In learning general relativity, I am getting confused about which energy conditions (weak, strong, null, dominant) must actually be fulfilled for a spacetime to be considered "valid" in the context of other physics - for example the Alcubierre drive isn't considered valid because of the huge negative energy densities. These negative energy densities violate the WEC and also a bunch of other things so the Alcubierre metric is considered unphysical.
But I also considered Minkowski space with a positive cosmological constant (de Sitter space if I'm not mistaken) where $g_{\mu\nu}=\mathrm{diag}(-c^2,1,1,1)$, or equivalently $g_{\mu\nu}=\mathrm{diag}(c^2,-1,-1,-1)$ in the opposite metric signature.

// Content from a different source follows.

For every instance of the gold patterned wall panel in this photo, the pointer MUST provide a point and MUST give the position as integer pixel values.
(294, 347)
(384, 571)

I know that this metric has a null Einstein tensor, so solving the EFEs gives
$$G^{\mu\nu}+\Lambda g^{\mu\nu}=\kappa T^{\mu\nu}=\Lambda g^{\mu\nu}=\Lambda\begin{pmatrix}-\frac{1}{c^2} & 0 & 0 & 0 \\ 0 & 1 & 0 & 0 \\ 0 & 0 & 1 & 0 \\ 0 & 0 & 0 & 1\end{pmatrix}$$
or
$$...=\Lambda\begin{pmatrix}\frac{1}{c^2} & 0 & 0 & 0 \\ 0 & -1 & 0 & 0 \\ 0 & 0 & -1 & 0 \\ 0 & 0 & 0 & -1\end{pmatrix}$$
depending on whether we're using $(-+++)$ or $(+---)$ for the metric signature. It seems like for the former signature the weak energy condition would be violated due to the negative energy density of $T^{00}=-\frac{\Lambda}{\kappa c^2}$ in the first SET, which I doubt because as far as I am aware the two signatures are identical.

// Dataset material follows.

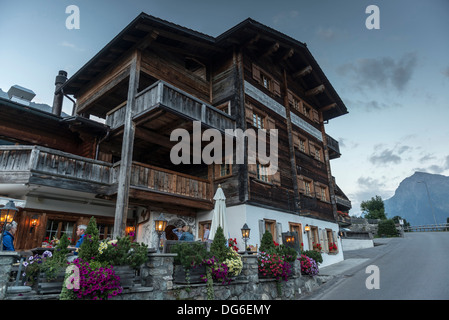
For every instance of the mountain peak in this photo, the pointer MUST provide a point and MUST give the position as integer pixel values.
(422, 198)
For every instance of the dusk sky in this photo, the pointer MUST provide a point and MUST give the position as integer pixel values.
(393, 80)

I'm confident that the WEC and EFEs and whatnot are all valid, and also that our understanding of the cosmological constant is more or less valid, so what am I missing here? Or does the nonzero cosmological constant cause energy condition violations? We seem to live in a more-or-less flat spacetime with a nonzero cosmological constant, but how is our spacetime allowed in that case if it seems to violate the WEC?